Die Geschichte der Burmillas begann mit einem Fehltritt: Es passierte 1981 im katzenverrückten England, als sich eine wunderschöne Burma-Kätzin und ein prächtiger Chinchilla-Perserkater unsterblich ineinander verliebten. Die beiden waren zwar zur Zucht innerhalb ihrer jeweiligen Rasse vorgesehen, doch wo ein Wille ist, ist auch im Katzenreich meist ein Weg.

Und weil sich das Ergebnis dieser scheinbaren Mesalliance nicht nur als unglaublich süß, sondern auch als ausnehmend hübsch herausstellte, wurden die sogenannten Burmillas bereits in den 1990er-Jahren als eigene Rasse anerkannt.

Ein bezaubernder Mix
Inzwischen gelten Burmillas als absolute Trendkatzen, da sie nicht nur optisch, sondern auch charakterlich eine angenehme Mischung verschiedener Eigenschaften darstellen:

-- Ihre sportliche Statur kommt von den Burmesen, während das weiche Fellkleid und die smaragdgrünen Augen auf den Chinchilla-Perser zurückzuführen sind.
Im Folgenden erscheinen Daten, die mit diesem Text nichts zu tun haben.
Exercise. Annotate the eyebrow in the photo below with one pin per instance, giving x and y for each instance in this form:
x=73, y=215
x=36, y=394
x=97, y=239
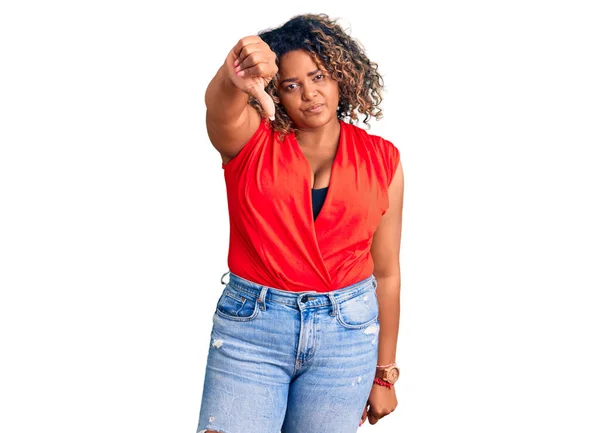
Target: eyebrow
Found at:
x=310, y=74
-- Die Besonderheit des Felles liegt darin, dass die Grundfarbe reines Silberweiß ist und nur die Haarspitzen gefärbt sind. Die Fachsprache nennt das Tipping.
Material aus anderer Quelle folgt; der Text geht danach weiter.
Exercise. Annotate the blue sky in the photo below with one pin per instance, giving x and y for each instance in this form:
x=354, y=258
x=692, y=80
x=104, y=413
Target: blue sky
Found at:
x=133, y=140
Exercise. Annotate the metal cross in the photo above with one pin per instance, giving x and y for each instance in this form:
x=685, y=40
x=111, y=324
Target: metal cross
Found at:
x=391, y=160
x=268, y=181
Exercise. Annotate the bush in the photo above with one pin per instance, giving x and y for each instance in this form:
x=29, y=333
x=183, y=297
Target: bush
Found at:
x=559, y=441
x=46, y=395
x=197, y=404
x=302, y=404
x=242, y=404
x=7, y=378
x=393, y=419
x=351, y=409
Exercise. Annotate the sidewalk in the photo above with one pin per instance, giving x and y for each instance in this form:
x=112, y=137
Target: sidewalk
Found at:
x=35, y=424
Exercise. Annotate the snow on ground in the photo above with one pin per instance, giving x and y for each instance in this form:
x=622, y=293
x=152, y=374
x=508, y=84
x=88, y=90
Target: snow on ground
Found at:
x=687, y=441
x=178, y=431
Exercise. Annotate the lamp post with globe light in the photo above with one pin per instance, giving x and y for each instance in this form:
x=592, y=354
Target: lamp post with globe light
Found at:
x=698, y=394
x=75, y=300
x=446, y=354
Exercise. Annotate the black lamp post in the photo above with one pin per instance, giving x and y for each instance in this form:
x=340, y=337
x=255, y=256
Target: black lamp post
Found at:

-- Die Burmilla zeigt sich in vielen Farben. Dabei werden zwei Farbgruppen unterschieden. 1. „Nicht-Orange“ mit Beige, Blau, Braun, Lavendel, Schwarz und Zimtfarben und 2. „Orange“ mit Crème, Rot und Schildpatt.
-- Auch im Charakter kommen beide Rassen zum Vorschein: Die Burmilla ist ausgeglichen, sanft, gutmütig und menschenbezogen und teilt sich auch gerne durch ihre Geschwätzigkeit mit. Als Wohnungskatze sollte sie daher mit mindestens einem Artgenossen leben.